Mark Phillips: We often find that patients are often reticent about coming to these clinics. They really don’t want to look at their own techniques and I suppose they remember back to days when they were being tutored and they feel self-conscious. They have to want to come to this clinic and to be looked at. It isn’t like going for a piano lesson or being taught. We are looking to see whether there’s anything about their technique that may be in anyway connected to the clinical problem they have. So we’re not trying to look at the way they play from any other perspective than that. People play in lots of different ways. Also videos are really useful, anyone with a smartphone can record themselves. When we look at them we can slow them down, go back over a sequence, look at it carefully, look at it together and see how that relates to their clinical problem.

Penelope Roskell: There is something different about the joint clinics, because I’m there involved in the consultation I’m able to ask them questions from my own point of view so that I’m well informed as to how best to help them in the future. Because a piano teacher is not qualified to diagnose and that is absolutely number one and nor am I qualified to answer questions that students sometimes ask me, like should I have that steroid injection or that operation and it’s not for me to advise on that but in this situation between the three of us we can discuss the best way forward viewing it from all the different angles.

Any challenges you are finding with the joint approach?

Mark Phillips: It’s 30 minutes long, which is short. We are just getting into our flow by half an hour.

We haven’t had a chance to find out what patients think, especially how they feel about the added value of seeing us both together.

The four patients we have seen in this format have individually expressed to us they thought it was a good session and it stimulated a lot of discussion and ideas. It would be great in the future to include a hand therapist and do a proper multi-disciplinary clinic. Hand surgeons always work very closely with hand therapists. Because there are so many different joints in the hand and different diagnoses. In the hand you’ve got unique problems to one finger or there will be a combination of problems. So your hand therapy is always bespoke, it’s all tailor made to that patient so you have to discuss each patient individually and with musicians it’s even more so.

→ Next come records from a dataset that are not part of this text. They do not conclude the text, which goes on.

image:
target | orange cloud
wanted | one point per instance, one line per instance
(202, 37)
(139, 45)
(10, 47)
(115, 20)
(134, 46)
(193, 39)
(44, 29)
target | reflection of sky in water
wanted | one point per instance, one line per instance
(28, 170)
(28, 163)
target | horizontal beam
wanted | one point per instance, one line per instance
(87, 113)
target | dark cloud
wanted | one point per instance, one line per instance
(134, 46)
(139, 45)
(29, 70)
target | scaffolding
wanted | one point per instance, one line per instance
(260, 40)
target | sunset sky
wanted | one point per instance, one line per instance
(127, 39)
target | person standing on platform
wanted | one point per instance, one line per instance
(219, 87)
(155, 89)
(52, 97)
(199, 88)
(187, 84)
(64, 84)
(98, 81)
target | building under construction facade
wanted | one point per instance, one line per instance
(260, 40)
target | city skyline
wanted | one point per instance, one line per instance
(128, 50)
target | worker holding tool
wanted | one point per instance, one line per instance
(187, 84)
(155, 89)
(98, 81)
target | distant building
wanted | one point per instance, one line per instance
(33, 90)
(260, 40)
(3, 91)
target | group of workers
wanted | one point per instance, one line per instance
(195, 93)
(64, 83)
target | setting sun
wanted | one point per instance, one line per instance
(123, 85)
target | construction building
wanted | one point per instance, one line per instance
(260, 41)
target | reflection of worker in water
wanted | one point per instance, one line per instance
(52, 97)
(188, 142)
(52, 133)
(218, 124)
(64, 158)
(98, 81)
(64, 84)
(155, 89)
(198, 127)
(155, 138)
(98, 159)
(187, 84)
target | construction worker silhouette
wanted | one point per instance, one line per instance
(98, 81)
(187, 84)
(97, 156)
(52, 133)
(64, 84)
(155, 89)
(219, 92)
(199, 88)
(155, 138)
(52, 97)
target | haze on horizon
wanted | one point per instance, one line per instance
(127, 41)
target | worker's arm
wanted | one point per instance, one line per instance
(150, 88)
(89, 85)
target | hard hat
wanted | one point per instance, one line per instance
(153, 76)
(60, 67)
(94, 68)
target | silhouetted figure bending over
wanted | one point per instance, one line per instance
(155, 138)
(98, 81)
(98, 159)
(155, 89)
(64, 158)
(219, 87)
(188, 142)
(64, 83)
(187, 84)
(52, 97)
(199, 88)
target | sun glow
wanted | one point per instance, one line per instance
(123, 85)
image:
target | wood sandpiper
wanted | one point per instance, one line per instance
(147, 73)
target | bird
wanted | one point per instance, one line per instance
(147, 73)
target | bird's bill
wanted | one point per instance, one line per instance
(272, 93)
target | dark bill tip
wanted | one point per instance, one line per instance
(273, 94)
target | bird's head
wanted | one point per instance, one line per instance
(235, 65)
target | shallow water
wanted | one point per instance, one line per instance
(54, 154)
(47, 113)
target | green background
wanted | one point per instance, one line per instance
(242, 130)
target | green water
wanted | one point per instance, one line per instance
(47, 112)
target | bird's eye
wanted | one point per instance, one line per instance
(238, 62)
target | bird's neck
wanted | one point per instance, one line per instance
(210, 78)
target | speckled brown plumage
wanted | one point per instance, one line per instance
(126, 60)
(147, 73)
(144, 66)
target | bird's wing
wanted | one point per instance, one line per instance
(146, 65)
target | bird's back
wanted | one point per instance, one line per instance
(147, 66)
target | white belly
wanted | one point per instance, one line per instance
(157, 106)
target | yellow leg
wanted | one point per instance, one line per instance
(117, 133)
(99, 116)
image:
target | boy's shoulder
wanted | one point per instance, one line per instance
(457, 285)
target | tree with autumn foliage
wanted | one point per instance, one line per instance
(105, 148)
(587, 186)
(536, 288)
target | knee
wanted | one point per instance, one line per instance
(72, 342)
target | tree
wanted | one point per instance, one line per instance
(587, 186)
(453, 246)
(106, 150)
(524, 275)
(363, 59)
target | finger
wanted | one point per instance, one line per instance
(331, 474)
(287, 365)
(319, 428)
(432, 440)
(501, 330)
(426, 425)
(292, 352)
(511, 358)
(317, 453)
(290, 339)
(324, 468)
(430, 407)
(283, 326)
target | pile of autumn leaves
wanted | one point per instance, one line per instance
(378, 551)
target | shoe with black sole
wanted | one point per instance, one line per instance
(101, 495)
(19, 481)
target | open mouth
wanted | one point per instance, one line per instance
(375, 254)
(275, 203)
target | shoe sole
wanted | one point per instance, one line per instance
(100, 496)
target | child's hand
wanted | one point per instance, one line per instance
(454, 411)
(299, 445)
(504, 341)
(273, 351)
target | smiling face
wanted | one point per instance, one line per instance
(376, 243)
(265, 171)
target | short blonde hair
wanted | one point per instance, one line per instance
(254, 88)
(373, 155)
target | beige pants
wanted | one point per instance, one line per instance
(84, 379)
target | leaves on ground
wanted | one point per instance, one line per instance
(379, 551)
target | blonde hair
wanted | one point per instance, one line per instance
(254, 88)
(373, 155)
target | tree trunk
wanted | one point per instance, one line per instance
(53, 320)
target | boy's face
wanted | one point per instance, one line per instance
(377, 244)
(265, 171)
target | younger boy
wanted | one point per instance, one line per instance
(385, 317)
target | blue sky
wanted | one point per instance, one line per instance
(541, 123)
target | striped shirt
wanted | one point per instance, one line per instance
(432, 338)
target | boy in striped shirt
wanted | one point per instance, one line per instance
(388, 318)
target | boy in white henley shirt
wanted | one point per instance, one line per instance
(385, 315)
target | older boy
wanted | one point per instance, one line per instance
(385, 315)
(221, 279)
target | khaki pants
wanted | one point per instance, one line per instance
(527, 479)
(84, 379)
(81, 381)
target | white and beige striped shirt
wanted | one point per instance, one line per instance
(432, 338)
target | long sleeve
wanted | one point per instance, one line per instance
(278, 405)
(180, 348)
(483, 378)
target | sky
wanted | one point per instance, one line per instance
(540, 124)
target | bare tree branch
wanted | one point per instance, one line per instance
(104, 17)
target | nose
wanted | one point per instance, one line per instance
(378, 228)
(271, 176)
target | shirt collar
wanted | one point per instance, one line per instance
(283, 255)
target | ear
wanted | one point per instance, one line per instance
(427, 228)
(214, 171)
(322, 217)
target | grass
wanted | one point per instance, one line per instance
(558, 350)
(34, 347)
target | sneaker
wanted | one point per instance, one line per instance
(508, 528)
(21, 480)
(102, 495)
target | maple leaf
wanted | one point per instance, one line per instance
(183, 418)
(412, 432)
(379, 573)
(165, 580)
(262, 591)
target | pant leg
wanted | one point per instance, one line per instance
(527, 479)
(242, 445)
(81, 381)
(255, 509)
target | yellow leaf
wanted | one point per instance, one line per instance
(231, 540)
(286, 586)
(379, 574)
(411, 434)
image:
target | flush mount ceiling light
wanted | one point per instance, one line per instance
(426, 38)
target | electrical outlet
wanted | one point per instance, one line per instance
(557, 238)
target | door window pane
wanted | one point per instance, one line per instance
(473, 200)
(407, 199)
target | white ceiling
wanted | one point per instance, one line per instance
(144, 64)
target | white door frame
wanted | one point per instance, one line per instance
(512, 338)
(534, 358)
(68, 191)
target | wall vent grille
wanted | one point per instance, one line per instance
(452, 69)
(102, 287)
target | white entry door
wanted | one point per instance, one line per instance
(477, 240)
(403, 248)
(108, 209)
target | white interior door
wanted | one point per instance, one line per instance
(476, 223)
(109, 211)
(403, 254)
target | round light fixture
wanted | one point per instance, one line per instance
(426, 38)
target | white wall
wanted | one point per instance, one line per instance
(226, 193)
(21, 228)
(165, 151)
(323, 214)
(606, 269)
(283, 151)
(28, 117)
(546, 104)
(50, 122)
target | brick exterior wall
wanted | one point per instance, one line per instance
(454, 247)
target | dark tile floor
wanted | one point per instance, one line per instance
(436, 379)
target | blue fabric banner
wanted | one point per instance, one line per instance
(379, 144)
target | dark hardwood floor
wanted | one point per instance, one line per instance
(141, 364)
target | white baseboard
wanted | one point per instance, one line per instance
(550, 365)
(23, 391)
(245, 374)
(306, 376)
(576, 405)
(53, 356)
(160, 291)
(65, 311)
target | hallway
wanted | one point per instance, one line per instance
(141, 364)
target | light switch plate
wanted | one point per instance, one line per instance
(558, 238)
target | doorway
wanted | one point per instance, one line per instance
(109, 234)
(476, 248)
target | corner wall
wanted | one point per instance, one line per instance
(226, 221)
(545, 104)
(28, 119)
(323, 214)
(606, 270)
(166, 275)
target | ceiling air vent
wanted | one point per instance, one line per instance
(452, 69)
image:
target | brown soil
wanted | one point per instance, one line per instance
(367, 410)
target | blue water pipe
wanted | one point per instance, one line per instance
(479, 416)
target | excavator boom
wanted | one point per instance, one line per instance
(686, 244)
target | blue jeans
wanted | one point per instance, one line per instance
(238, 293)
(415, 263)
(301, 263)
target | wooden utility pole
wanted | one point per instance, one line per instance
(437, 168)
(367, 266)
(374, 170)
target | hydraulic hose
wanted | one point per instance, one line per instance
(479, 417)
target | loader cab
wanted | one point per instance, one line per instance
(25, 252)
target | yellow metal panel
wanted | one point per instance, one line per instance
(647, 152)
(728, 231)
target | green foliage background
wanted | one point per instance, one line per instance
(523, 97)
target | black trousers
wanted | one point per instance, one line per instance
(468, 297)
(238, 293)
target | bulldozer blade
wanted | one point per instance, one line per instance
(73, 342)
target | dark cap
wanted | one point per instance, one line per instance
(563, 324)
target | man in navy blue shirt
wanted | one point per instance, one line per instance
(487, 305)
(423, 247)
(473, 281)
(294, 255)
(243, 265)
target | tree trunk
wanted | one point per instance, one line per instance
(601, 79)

Certainly with the three most commonest instruments this is going to be a major area of growth in the next ten years and it’s very exciting.

During the half an hour the patients sense the trust we have with each other (Penelope: we work very well as a team, we both have a lot of respect for each other’s knowledge. So I think they go away feeling they’re whole picture has been seen and assessed and we are seeing them as an individual with a problem that can be resolved.)

All patients have been bought over by the end of the 30 minute sessions. You can see the reticence and slight nervousness at the start of the half an hour turning into trust and outpouring of confidence and sharing of the problem and by half an hour we are in to the nitty gritty aren’t we. The output of that is usually I will see them again or Penelope will see them again.

What they can do is continue seeing Penelope for a while and see me in the clinic two months later and see how things have been going on in the meantime. And because we know each other well we can send secure emails back and forth and stay in touch.